Sheng lives in a future Kaunas, Lithuania, a city I proclaimed my love for in a prior post. Old Town is still there with its brick alleys, arched courtyards, and medieval churches, insisting on permanence. Towering over it is the modern city of Kaunas proper, which blocks out the stars with glass towers and arcologies humming like human beehives. Sheng sympathizes with Old Town even as he knows a lot of it is a preserved façade wrapped around modern commerce. The past survives only in fragments you can trace, like seams in old stone. It’s irretrievably gone, no matter how much we wish otherwise.
Which brings me back to my off-grid fantasy. Sure, you can cancel the phone plan, ditch the internet, sell your stuff, and move to the beaches of Weaver Bay. The grid will still be there, though, lurking in the supply chain that grows your food, in the water system, the power grid, and the hospital when you step on a seashell wrong. Try paying taxes without it. Even if you avoid arrest for vagrancy, the IRS does not have a sense of humor. Sheng knows he can’t live as à Kempis prescribes, and he’s struggling to reconcile that inevitable failure with everything he was taught.
Sheng is a painful character to write. (Is it just me, or does every writer have one of these? Put yours in the comments, and we can commiserate together.) As a result, Bodhi’s progress lags behind — currently seven chapters and around 24,000 words. He’s created to be a main character in the subsequent series, but I just can’t see him picking up a plazrifle and joining the resistance with Rik, Serah, and Jaysn, so I’m still playing with a couple of ideas for his story/arc after Bodhi. The problem is, it’s physically draining to live in his head, so I have to wait for his headspace to come find me.

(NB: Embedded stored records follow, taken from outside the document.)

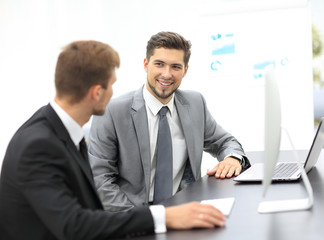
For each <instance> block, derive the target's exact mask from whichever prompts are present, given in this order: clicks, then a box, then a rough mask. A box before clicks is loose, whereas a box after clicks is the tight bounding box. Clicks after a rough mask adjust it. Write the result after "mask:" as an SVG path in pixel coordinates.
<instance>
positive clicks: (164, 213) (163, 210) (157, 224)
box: [150, 205, 167, 234]
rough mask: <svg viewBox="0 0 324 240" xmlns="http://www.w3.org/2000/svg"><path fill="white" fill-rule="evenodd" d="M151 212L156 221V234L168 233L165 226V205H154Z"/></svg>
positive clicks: (154, 227) (166, 229) (153, 205)
mask: <svg viewBox="0 0 324 240" xmlns="http://www.w3.org/2000/svg"><path fill="white" fill-rule="evenodd" d="M150 211H151V213H152V216H153V221H154V231H155V233H156V234H157V233H165V232H166V231H167V229H166V225H165V207H164V206H163V205H152V206H150Z"/></svg>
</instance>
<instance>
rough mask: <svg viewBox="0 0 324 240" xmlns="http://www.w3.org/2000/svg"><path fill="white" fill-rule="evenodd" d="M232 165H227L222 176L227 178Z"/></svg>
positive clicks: (225, 167) (223, 169) (223, 172)
mask: <svg viewBox="0 0 324 240" xmlns="http://www.w3.org/2000/svg"><path fill="white" fill-rule="evenodd" d="M230 167H231V166H230V165H226V166H225V167H224V169H223V171H222V173H221V175H220V178H225V177H226V175H227V174H228V172H229V170H230Z"/></svg>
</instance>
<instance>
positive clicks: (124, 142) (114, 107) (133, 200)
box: [88, 88, 249, 211]
mask: <svg viewBox="0 0 324 240" xmlns="http://www.w3.org/2000/svg"><path fill="white" fill-rule="evenodd" d="M174 99H175V106H176V109H177V111H178V115H179V118H180V122H181V124H182V128H183V133H184V137H185V141H186V145H187V151H188V156H189V160H188V162H187V169H186V170H185V173H184V175H185V176H188V175H189V178H190V176H191V178H193V181H194V180H197V179H199V178H200V177H201V174H200V172H201V160H202V153H203V151H206V152H209V153H211V154H212V155H213V156H214V157H217V158H218V159H220V160H222V159H223V158H224V157H225V156H226V155H228V154H230V153H237V154H240V155H243V156H245V154H244V151H243V149H242V147H241V145H240V143H239V142H238V141H237V140H236V139H235V138H234V137H233V136H232V135H230V134H229V133H228V132H226V131H225V130H224V129H223V128H222V127H221V126H220V125H218V124H217V123H216V121H215V120H214V119H213V117H212V116H211V115H210V113H209V111H208V109H207V106H206V103H205V100H204V98H203V96H202V95H201V94H200V93H197V92H194V91H182V90H177V91H176V92H175V98H174ZM88 144H89V145H88V147H89V155H90V163H91V167H92V171H93V174H94V179H95V184H96V187H97V190H98V192H99V196H100V198H101V200H102V203H103V205H104V208H105V209H107V210H110V211H120V210H126V209H129V208H132V207H133V206H143V205H144V206H145V205H147V204H148V199H149V189H150V177H151V161H150V156H151V155H150V139H149V132H148V122H147V114H146V107H145V101H144V99H143V88H140V89H139V90H137V91H134V92H130V93H128V94H125V95H123V96H120V97H118V98H115V99H112V100H111V101H110V103H109V104H108V106H107V109H106V113H105V115H104V116H101V117H94V118H93V121H92V125H91V130H90V137H89V143H88ZM245 163H246V164H245V166H243V167H244V168H246V167H249V161H248V160H247V159H245ZM188 167H189V170H191V171H189V174H188ZM184 180H187V181H182V183H183V182H185V183H186V182H187V183H188V182H189V183H190V182H192V181H190V180H189V181H188V179H184ZM184 185H186V184H184Z"/></svg>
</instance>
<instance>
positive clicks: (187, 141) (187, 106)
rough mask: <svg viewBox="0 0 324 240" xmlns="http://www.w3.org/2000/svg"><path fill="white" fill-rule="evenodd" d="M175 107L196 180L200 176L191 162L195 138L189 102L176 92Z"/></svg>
mask: <svg viewBox="0 0 324 240" xmlns="http://www.w3.org/2000/svg"><path fill="white" fill-rule="evenodd" d="M174 100H175V105H176V108H177V111H178V116H179V119H180V122H181V125H182V130H183V134H184V137H185V140H186V145H187V150H188V156H189V160H190V164H191V169H192V173H193V174H194V177H195V178H196V179H197V177H198V176H200V174H199V172H197V171H198V170H199V171H200V169H196V164H195V163H194V162H193V161H194V159H195V149H196V148H195V146H196V145H195V138H194V136H193V131H192V124H191V119H192V116H191V109H190V104H189V102H188V101H187V100H186V99H185V98H184V96H183V95H182V94H181V92H179V90H177V91H176V92H175V96H174Z"/></svg>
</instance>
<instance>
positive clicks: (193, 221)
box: [165, 202, 226, 229]
mask: <svg viewBox="0 0 324 240" xmlns="http://www.w3.org/2000/svg"><path fill="white" fill-rule="evenodd" d="M165 211H166V226H167V228H168V229H191V228H213V227H215V226H219V227H223V226H224V224H225V221H226V218H225V216H224V215H223V213H222V212H221V211H220V210H218V209H217V208H215V207H213V206H212V205H207V204H200V203H198V202H191V203H187V204H183V205H179V206H174V207H167V208H166V210H165Z"/></svg>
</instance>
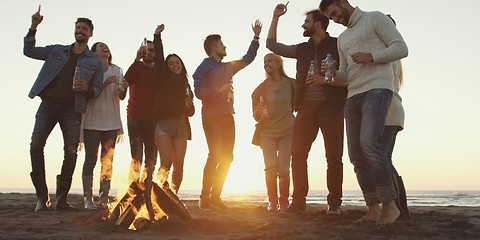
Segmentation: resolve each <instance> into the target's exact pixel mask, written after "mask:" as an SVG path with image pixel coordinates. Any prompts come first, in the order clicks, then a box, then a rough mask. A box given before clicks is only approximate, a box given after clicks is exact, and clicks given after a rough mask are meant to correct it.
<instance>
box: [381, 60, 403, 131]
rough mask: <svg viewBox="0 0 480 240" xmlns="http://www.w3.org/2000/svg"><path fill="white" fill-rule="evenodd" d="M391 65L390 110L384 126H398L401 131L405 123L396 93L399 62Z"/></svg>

I have my own flirtations with renunciation: days where I dream of pitching every device into the river and living like Thomas à Kempis is peering over my shoulder, nodding as I sharpen pencils and fill a fountain pen. Is it real detachment or simulated detachment, though? This blog runs on WordPress, which runs on Amazon Web Services, which runs on a thousand servers in windowless datacenters in Virginia, so even this post about disconnecting is a product of the very network I fantasize about escaping. I dream of being Sheng, the wandering sage, helping and protecting where he can, beholden only to what he needs to survive, but the minute I hit “Publish,” I’m just another parishioner in the algorithm’s cathedral.
So yes: the Luddite priest is a myth. The disconnected writer banging out novels on a typewriter from a beach bungalow is a myth. Sheng can’t escape the machine, and neither can I. The myth still matters, though. It gives us a measuring stick, a reminder of what we’ve lost, and a glimpse of how to endure knowing we’ll fall short. Sheng clings to a dream of purity in future Kaunas, walking through illusion while staring at reality. I daydream about freedom from a soul-sucking day job and an Internet of zombie hate-bots. On those days, it’s easier, and frankly therapeutic, to vent all that energy through Sheng and type a couple thousand words.
Now, if you’ll excuse me, I need to go check my notifications. Baaaaah, baaaaah.